Moments after her extemporaneous speech in the chamber of the Republican-controlled South Carolina House of Representatives the amendment added to the bill to remove the flag was brought to a vote and it did not pass.

That didn’t need a two-thirds majority, but the bill itself, to remove the flag once and for all, did and early this morning, just a few minutes before 1 a.m. EDT, the House of Representatives followed the lead of the South Carolina Senate and passed the bill to have the flag removed on Friday. Governor Nikki Haley will sign the bill this afternoon and they plan to have a ceremony to remove it.

That flag doesn’t need a ceremony, it doesn’t need any more press than it has already received. Someone should go out to that monument to the Confederate soldiers in the darkest hour of the evening, when no one is watching, and remove that flag.

One hundred-fifty years after the Civil War, 52 years after the civil rights march on Washington — The March on Washington for Jobs and Freedom — 50 years after “Bloody Sunday” and the March from Selma to Montgomery, Alabama; 51 years after passage of the Civil Rights Act and 50 years after passage of the Voting Rights Act, the state of South Carolina voted to let go of its past, a history that was filled with hate and bigotry and for a long four years, armed treason against the United States.

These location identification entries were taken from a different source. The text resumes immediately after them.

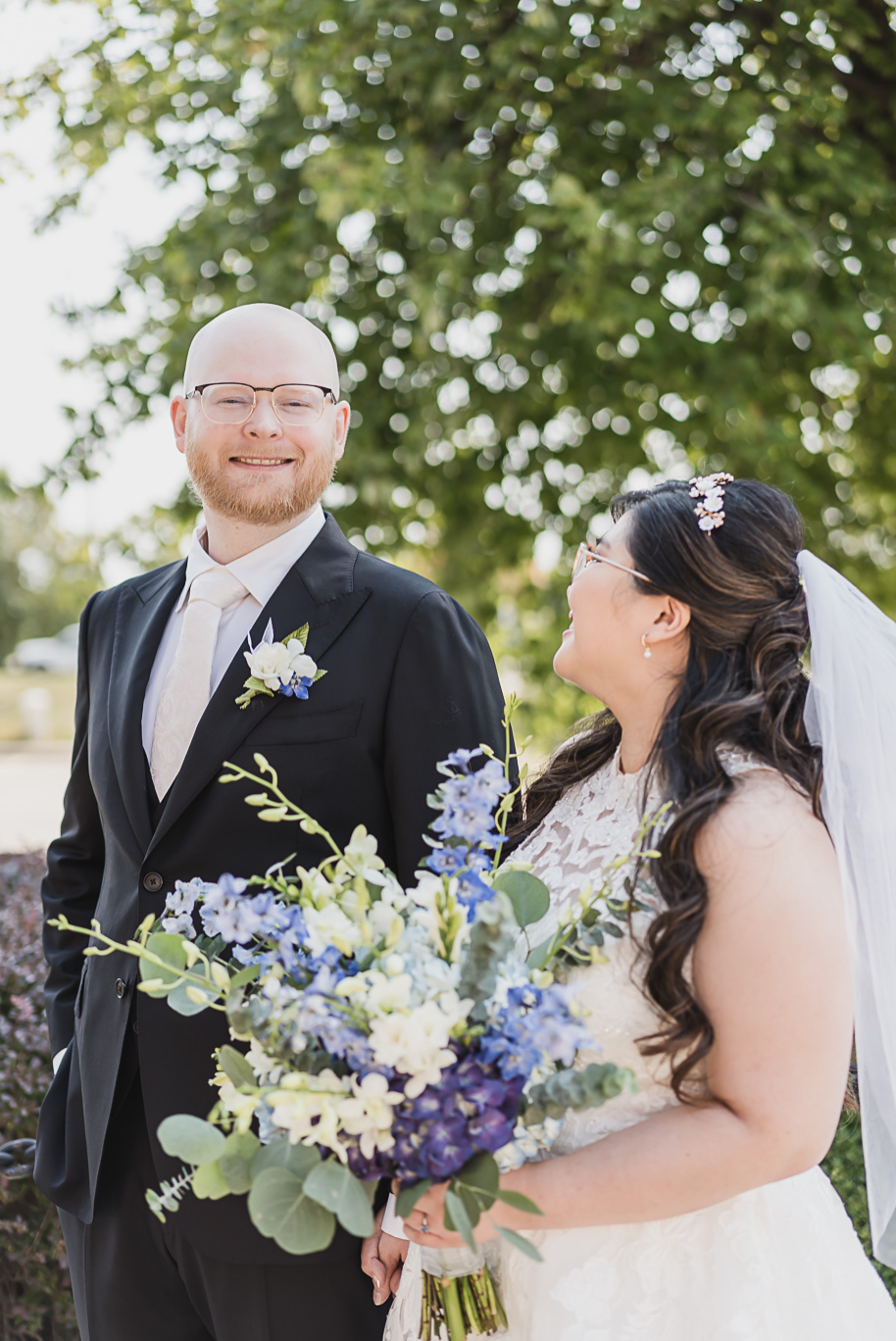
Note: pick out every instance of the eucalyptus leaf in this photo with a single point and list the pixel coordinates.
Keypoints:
(479, 1175)
(458, 1219)
(190, 1139)
(520, 1202)
(184, 1005)
(171, 951)
(280, 1211)
(235, 1163)
(408, 1196)
(210, 1183)
(526, 892)
(335, 1187)
(520, 1242)
(279, 1155)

For years — decades — proponents of the Confederate Battle Flag have been claiming, “It’s part of our heritage.”

Well, Representative Horne had something to say about “heritage”. “I’m sorry, I have heard enough about heritage. I have a heritage. I am a lifelong South Carolinian and I am a descendent of Jefferson Davis, okay, but that does not matter. It’s not about Jenny Horne, it’s about the people of South Carolina who have demanded that this symbol of hate come off of the state house grounds.”

The apologists for the Confederacy and the flag all of them adopted as a symbol of their identification with that regime of hate and bigotry, will tell you now that hey! It was a Battle Flag, not the flag of the Confederacy! Maybe not 154 years ago when it was first created, but all of those people who adopted that flag as the preeminent symbol of the Confederacy made it the flag of the Confederacy when they began displaying it every where they could. They made it the flag of the Confederacy and now to try and rewrite recent history and say it was never that, that South Carolina didn’t start flying that flag in 1961 as a protest to desegregation, a “middle finger to the federal government,” as columnist Eugene Robinson of the Washington Post put it.

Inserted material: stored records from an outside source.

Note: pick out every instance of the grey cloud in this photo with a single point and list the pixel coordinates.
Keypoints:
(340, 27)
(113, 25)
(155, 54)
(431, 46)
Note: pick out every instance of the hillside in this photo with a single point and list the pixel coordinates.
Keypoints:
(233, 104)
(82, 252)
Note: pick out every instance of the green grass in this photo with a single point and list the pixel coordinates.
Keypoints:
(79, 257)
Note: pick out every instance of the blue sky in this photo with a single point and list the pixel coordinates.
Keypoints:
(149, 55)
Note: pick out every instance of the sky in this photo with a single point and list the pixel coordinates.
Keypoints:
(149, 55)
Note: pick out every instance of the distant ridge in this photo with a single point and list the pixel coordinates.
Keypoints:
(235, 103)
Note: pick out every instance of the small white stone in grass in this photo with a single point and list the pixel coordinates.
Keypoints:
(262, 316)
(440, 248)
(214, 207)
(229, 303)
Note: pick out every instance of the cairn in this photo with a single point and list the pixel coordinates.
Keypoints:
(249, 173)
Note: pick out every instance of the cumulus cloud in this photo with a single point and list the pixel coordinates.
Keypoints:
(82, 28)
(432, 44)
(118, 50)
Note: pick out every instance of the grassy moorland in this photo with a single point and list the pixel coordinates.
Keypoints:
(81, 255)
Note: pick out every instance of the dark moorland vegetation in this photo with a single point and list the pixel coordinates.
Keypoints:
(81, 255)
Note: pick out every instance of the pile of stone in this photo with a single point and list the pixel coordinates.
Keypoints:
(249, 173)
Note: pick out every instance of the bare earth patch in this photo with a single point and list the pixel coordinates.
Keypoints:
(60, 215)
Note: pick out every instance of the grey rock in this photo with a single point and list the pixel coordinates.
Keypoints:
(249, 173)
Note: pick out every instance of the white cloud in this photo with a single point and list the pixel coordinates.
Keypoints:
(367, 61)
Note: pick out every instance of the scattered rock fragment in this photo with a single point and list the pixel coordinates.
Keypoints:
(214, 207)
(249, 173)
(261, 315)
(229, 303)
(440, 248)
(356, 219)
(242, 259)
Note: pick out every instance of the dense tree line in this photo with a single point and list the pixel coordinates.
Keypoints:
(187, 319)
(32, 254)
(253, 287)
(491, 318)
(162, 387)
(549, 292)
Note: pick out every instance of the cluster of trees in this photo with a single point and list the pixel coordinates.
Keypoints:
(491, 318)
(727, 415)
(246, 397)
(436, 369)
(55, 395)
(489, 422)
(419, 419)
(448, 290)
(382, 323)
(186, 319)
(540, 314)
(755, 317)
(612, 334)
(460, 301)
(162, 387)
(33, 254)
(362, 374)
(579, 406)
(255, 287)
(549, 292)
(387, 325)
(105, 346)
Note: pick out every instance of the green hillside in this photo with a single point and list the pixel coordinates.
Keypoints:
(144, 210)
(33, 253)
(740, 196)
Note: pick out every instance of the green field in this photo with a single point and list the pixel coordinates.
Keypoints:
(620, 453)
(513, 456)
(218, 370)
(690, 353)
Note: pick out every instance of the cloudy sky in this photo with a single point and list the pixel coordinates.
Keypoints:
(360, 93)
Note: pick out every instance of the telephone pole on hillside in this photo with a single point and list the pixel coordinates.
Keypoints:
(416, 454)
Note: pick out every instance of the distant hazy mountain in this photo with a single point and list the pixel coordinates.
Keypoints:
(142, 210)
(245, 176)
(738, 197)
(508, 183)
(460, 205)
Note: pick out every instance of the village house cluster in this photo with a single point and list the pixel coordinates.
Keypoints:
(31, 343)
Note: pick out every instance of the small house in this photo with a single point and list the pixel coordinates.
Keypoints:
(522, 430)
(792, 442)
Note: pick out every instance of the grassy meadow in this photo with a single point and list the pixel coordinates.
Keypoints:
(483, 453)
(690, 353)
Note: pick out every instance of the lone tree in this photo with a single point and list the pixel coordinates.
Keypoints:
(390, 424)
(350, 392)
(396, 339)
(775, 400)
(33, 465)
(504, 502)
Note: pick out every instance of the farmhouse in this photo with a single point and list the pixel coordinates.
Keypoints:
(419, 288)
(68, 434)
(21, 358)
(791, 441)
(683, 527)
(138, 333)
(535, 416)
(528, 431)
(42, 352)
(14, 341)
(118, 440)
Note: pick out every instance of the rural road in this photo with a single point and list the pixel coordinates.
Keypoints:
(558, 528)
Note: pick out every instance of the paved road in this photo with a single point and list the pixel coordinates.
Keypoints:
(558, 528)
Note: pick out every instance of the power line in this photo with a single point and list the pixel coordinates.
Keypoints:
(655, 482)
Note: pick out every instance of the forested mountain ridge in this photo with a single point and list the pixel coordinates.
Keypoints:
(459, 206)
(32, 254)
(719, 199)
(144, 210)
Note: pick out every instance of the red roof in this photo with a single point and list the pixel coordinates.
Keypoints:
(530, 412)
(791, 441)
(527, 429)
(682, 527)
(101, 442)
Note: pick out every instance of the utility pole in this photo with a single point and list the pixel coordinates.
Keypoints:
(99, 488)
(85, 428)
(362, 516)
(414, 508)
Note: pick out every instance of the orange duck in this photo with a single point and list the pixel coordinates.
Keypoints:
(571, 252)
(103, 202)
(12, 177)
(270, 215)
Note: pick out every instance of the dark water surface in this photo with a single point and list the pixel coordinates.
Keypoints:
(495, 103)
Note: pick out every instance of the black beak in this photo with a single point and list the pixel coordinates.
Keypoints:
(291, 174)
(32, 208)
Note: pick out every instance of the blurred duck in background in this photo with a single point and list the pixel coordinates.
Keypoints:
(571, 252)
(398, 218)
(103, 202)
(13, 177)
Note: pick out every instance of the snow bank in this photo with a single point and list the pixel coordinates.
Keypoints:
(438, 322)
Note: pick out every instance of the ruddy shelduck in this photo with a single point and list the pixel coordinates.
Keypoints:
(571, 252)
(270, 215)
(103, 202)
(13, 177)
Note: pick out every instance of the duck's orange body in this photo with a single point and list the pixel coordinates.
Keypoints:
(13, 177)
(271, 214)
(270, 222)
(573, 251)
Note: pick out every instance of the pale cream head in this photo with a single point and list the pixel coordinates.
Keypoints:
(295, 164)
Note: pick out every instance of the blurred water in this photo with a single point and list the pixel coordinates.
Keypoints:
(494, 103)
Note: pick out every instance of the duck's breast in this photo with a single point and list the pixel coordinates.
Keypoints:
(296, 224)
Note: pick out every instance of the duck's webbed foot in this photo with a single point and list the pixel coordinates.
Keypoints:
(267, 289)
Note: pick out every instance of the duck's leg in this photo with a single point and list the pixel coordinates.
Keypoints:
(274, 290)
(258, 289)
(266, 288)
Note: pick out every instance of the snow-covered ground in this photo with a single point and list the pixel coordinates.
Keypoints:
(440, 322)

On June 29, Bree Newsome climbed that pole and removed the flag. She and one of her companions were arrested once she came down from the pole. (YouTube)

On June 29, Bree Newsome climbed that pole and removed the flag. She and one of her companions were arrested once she came down from the pole. (YouTube)

Proponents said it was raised above the capital of South Carolina to commemorate the centennial of the Civil War and originally it was only supposed to be there for a year. But then they kept it and passed laws to ensure it would never come down.

Fifteen years ago when the legislative bodies in South Carolina moved it from the capital dome to the soldiers’ memorial, they thought for sure a bill to remove the flag would never reach the two-thirds majority threshold needed to remove it.

But then a racist with a gun killed nine people in a famous and historic Black church in Charleston, one of whom was a pastor and a member of the South Carolina Senate, Rev. Clementa Pinckney. For people like Rep. Jenny Horne enough was enough, the flag had to go.

Horne said exactly what many in South Carolina knew and others denied: the Confederate Battle Flag, which so many Southerners adopted as the Confederate flag — and please don’t lie and say you didn’t — was, and is, a symbol of hate. The Cradle of the Confederacy finally did the right thing.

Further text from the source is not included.